COVID snaps Aust hospital admissions rise

·1-min read

The COVID-19 pandemic has snapped a steady trend of growth in Australian hospital admissions over the past five years.

The latest MyHospitals update, released by the Australian Institute of Health and Welfare on Thursday, shows there were 11.1 million hospitalisations across the nation in 2019/20.

That was down roughly 400,000 from the previous 12 months, and stands in stark contrast to a 3.3 per cent average yearly rise in hospitalisations since 2014/15.

"The COVID-19 pandemic had a profound impact on activity in Australian hospitals," AIHW spokesman Adrian Webster said.

"Restrictions on some hospital services, associated measures in other health care settings to support social distancing, alongside changes in community behaviours resulted in an overall decrease in hospital activity."
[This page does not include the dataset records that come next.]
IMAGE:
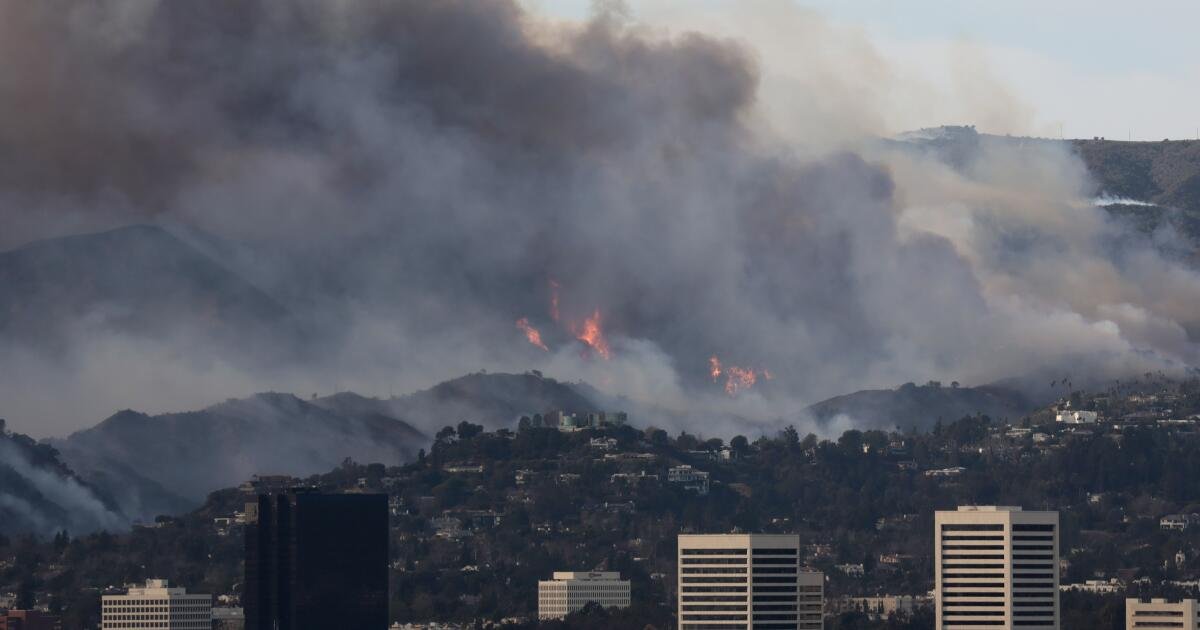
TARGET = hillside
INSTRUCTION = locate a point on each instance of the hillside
(1146, 184)
(495, 401)
(1163, 173)
(168, 463)
(911, 406)
(40, 493)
Same-day hospitalisations (6.9 million) and overnight hospitalisations (4.3 million) both fell by 2.1 per cent and four per cent respectively.

Further, patient admissions (4.5 per cent) fell more than twice as sharply for private hospitals than public operators (1.7 per cent).

"The larger decrease in private hospitals was heavily influenced by the restrictions placed on certain categories of elective surgeries from March 2020," Dr Webster said.

Over the first six months of 2020 - which takes in Australia's first wave of coronavirus - there were more than 2600 hospitalisations for patients diagnosed with COVID-19.

Of those, 225 patients or 8.6 per cent stayed in an intensive care unit and 105 (four per cent) died in hospital.

In a demonstration of the most vulnerable demographics, those over 65 accounted for a third of the hospitalisations and 90 per cent of COVID-infected patient hospital deaths.